BACKGROUND: Both contact force monitoring (CFM) and unipolar signal modification (USM) are guides for ablation, which improve the efficacy of pulmonary vein isolation of atrial fibrillation. We sought to compare the outcomes of atrial fibrillation ablation guided by CFM or USM.
METHODS: A total of 136 patients with paroxysmal atrial fibrillation underwent a circumferential pulmonary vein isolation using CF sensing ablation catheters and were randomly assigned to undergo catheter ablation guided by either CFM (CFM-guided group: n=70) or USM (USM-guided group: n=66). In the USM-guided group, each radiofrequency application lasted until the development of completely positive unipolar electrograms. In the CFM-guided group, a CF of 20 g (range, 10–30 g) and minimum force-time integral of 400 g were the targets for each radiofrequency application. The primary end point was freedom from any atrial tachyarrhythmia recurrence without antiarrhythmic drugs at 12-months of follow-up.

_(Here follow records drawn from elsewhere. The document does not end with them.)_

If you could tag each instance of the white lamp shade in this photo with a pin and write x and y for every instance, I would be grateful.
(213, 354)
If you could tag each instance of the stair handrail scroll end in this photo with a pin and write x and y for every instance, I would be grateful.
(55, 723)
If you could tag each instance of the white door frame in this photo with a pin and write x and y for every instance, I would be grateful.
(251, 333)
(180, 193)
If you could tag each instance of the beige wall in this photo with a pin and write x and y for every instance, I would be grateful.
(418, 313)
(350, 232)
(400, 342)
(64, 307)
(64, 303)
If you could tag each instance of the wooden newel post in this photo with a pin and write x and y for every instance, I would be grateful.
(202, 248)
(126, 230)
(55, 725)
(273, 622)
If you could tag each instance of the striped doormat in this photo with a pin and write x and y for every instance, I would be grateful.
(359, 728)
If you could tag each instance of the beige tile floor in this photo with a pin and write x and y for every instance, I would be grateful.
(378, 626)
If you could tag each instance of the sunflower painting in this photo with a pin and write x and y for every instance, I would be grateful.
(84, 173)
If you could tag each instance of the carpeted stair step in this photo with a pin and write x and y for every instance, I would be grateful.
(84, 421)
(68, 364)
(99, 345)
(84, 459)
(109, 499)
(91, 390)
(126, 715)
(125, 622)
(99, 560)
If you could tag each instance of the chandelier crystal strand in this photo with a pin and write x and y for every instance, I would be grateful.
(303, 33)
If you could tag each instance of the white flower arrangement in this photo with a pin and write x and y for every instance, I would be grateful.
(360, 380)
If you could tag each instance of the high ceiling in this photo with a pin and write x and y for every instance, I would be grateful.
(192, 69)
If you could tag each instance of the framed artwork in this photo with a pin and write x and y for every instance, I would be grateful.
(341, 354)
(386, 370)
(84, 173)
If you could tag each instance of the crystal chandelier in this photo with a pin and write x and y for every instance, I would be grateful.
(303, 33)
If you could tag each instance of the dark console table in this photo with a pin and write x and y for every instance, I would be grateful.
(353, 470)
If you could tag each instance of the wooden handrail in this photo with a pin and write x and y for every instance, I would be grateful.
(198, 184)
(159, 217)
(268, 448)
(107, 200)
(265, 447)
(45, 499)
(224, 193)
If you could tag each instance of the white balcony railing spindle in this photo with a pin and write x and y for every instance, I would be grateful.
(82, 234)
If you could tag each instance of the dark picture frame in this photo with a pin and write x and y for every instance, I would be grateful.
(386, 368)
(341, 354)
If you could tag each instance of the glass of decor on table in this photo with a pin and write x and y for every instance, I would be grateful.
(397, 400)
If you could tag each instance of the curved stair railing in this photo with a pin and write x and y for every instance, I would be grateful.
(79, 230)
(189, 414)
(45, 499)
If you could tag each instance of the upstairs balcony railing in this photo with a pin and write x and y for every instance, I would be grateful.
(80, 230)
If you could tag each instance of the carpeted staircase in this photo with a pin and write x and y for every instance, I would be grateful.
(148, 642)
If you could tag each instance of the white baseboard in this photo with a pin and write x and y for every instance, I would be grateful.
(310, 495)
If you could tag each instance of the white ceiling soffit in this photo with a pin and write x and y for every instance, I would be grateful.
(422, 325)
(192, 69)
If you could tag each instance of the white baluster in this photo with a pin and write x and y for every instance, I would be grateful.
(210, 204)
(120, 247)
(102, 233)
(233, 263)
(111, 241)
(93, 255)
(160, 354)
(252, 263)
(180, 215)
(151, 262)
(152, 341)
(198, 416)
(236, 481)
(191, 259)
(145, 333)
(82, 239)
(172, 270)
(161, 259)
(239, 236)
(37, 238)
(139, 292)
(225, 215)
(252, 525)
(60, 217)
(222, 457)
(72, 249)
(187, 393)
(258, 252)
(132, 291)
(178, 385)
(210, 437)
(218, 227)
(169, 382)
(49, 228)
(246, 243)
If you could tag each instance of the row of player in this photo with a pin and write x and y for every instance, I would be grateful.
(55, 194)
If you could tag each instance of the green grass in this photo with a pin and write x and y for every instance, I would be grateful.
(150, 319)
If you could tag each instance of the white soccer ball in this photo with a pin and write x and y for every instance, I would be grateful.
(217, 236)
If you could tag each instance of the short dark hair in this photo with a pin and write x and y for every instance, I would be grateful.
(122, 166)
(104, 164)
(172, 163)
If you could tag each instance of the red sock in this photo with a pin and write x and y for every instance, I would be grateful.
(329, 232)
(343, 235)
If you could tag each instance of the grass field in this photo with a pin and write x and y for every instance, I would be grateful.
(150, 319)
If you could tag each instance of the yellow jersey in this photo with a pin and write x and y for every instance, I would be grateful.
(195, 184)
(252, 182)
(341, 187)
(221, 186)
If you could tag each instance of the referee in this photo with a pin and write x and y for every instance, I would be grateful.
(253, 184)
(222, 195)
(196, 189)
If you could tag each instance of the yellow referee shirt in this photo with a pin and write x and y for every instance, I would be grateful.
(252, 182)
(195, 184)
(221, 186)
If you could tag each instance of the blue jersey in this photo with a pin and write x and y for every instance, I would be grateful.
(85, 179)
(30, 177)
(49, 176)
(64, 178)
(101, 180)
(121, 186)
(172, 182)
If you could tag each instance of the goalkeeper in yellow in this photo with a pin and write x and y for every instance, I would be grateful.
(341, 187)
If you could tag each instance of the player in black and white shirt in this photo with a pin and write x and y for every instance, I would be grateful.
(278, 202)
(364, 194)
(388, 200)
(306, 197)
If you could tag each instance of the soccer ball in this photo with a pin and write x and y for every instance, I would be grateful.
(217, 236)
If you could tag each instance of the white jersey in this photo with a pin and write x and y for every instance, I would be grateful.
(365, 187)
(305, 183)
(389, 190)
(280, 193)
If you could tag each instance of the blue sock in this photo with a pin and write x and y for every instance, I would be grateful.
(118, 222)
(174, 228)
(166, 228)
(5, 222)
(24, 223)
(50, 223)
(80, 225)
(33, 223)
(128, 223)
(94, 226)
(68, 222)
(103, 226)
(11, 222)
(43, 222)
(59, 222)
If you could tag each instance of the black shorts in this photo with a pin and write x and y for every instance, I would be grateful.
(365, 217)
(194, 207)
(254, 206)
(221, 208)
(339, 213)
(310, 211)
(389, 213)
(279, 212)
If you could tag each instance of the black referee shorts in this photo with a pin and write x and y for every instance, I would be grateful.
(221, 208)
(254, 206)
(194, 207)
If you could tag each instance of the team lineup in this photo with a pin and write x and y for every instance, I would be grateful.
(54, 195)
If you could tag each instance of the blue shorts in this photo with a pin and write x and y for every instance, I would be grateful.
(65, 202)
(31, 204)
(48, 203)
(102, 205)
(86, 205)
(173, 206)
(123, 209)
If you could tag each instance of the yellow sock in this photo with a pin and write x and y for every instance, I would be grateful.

RESULTS: The cumulative freedom from recurrences at 12-months was 85% in the USM-guided group and 70% in the CFM-guided group (P=0.031). The incidence of time-dependent and ATP-provoked early electrical reconnections between the left atrium and PVs, procedural time, fluoroscopic time, and average force-time integral, did not significantly differ between the 2 groups. The radiofrequency time for the pulmonary vein isolation was shorter in the USM-guided group than CFM-guided group but was not statistically significant (P=0.077).
CONCLUSIONS: USM was superior to CFM as an end point for radiofrequency energy deliveries during the pulmonary vein isolation in patients with paroxysmal atrial fibrillation in terms of the 12-month recurrence-free rate.